La musica all’epoca della pandemia

Il mondo in cui viviamo e la società che lo compone sono in costante mutamento. Scenari politici, catastrofi e tecnologia contribuiscono al cambiamento di tutto ciò che ci circonda. In particolar modo la tecnologia ha un impatto importante sulle nostre vite, portandoci una serie di benefici e servizi divenuti fondamentali. Il digitale e la rete internet hanno avuto una forte accelerazione in questi ultimi anni (non che ce ne fosse bisogno), durante il periodo buio del Covid-19 che ha fortemente mutato le abitudini.

Concert

Da un momento all’altro ci si è trovati chiusi in casa alla ricerca di un hobby o attività da fare per intrattenersi, con la conseguenza che si è assistito a una rivoluzione nel mondo dell’intrattenimento. Il primo a cambiare è stato il settore del gioco. I casinò online hanno spopolato in lungo e in largo, con i comparatori come Casinoonlineaams.com che hanno fornito tutte le informazioni per potersi divertire con le migliori piattaforme.

Altro settore fortemente colpito è quello dello spettacolo, nello specifico la musica. Qui si è assistito a una crisi senza fine che ha messo in ginocchio uno dei movimenti più importanti del nostro paese. Da un momento all’altro le luci del palco si sono spente, lasciando spazio al silenzio di un periodo che ricorderemo tutti.

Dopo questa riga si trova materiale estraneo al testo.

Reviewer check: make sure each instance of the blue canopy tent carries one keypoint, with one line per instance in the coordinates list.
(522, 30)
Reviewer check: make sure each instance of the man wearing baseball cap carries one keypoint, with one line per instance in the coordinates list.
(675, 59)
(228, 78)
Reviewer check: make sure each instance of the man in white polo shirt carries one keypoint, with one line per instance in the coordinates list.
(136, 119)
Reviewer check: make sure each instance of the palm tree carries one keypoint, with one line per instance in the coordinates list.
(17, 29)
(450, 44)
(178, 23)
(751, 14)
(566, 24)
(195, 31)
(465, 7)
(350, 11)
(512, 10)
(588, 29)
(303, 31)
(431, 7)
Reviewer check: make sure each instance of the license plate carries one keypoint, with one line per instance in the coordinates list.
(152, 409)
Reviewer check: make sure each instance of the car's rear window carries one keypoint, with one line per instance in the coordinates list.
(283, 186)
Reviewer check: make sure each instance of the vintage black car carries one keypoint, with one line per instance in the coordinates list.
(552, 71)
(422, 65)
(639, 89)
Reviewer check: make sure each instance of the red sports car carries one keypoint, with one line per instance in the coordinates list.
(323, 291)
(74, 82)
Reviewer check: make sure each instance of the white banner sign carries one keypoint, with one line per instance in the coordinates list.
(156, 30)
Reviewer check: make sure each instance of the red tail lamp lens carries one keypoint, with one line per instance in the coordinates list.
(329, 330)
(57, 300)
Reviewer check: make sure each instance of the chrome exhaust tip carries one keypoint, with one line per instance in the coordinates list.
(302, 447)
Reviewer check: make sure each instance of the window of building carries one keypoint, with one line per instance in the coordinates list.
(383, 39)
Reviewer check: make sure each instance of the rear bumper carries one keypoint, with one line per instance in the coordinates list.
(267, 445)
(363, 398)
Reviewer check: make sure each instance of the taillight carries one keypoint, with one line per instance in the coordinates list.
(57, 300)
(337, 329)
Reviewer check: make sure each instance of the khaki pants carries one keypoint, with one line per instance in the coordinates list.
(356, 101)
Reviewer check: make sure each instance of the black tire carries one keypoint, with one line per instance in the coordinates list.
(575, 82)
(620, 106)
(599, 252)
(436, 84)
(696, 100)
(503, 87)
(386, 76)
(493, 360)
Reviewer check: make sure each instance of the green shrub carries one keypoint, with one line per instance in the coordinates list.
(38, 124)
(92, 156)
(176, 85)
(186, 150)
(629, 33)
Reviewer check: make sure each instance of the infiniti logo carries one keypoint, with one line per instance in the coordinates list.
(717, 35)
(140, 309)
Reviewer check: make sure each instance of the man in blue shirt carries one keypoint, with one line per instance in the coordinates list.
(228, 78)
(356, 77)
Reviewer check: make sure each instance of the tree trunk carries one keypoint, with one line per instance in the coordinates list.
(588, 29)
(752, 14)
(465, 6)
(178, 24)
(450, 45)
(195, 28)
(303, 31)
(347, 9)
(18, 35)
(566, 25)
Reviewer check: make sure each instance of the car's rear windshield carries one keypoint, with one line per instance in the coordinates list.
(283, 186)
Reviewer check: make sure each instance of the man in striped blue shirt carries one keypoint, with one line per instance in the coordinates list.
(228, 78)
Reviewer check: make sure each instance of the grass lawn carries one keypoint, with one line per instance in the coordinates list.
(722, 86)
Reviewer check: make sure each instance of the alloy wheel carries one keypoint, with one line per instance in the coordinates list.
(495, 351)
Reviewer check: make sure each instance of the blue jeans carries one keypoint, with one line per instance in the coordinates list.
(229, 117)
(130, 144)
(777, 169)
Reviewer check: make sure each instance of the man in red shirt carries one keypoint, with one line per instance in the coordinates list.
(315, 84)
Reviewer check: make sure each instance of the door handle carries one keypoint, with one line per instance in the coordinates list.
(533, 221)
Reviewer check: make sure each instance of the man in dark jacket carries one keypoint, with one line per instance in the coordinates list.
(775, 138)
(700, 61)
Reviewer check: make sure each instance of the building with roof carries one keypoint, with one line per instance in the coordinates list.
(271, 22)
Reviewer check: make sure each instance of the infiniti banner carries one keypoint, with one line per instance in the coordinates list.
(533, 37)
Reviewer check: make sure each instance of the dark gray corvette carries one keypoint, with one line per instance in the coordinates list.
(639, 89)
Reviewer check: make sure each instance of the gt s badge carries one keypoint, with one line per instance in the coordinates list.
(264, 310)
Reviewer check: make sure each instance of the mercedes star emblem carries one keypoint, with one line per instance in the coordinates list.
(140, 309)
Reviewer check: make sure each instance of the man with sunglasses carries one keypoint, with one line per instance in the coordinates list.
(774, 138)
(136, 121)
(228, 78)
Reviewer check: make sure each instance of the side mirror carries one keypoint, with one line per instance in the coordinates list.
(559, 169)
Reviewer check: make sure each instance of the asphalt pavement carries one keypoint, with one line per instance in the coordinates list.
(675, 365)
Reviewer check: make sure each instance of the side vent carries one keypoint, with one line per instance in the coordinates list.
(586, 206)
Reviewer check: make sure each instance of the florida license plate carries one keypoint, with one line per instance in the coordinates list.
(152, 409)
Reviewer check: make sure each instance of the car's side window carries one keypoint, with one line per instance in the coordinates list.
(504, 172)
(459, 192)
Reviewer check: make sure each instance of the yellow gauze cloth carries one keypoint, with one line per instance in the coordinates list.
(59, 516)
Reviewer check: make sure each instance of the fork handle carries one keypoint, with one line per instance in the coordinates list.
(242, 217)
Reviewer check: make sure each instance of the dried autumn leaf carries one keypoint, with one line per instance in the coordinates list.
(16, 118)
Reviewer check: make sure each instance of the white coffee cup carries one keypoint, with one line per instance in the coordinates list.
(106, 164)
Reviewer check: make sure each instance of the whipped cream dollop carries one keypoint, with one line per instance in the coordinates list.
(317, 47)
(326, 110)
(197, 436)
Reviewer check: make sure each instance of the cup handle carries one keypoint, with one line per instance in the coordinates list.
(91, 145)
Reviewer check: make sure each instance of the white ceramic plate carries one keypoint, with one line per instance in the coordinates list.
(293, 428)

I concerti si digitalizzano

Inevitabilmente con le continue restrizioni dovute ai lockdown, ci si è dovuto reinventare. Ecco che entra in gioco la forte componente digitale di cui disponiamo. Le piattaforme social, come Instagram e Facebook, hanno permesso di dare sfogo alla voglia di live degli artisti, organizzando dirette video nelle quali cantare le migliori canzoni del repertorio. Un’ottima idea che ha aiutato a superare il momento e ha intrattenuto tutto il pubblico del web. Non si è fermata nemmeno la voglia di sfornare nuova musica, con le uscite che non hanno smesso di mancare, grazie all’apporto dello streaming. 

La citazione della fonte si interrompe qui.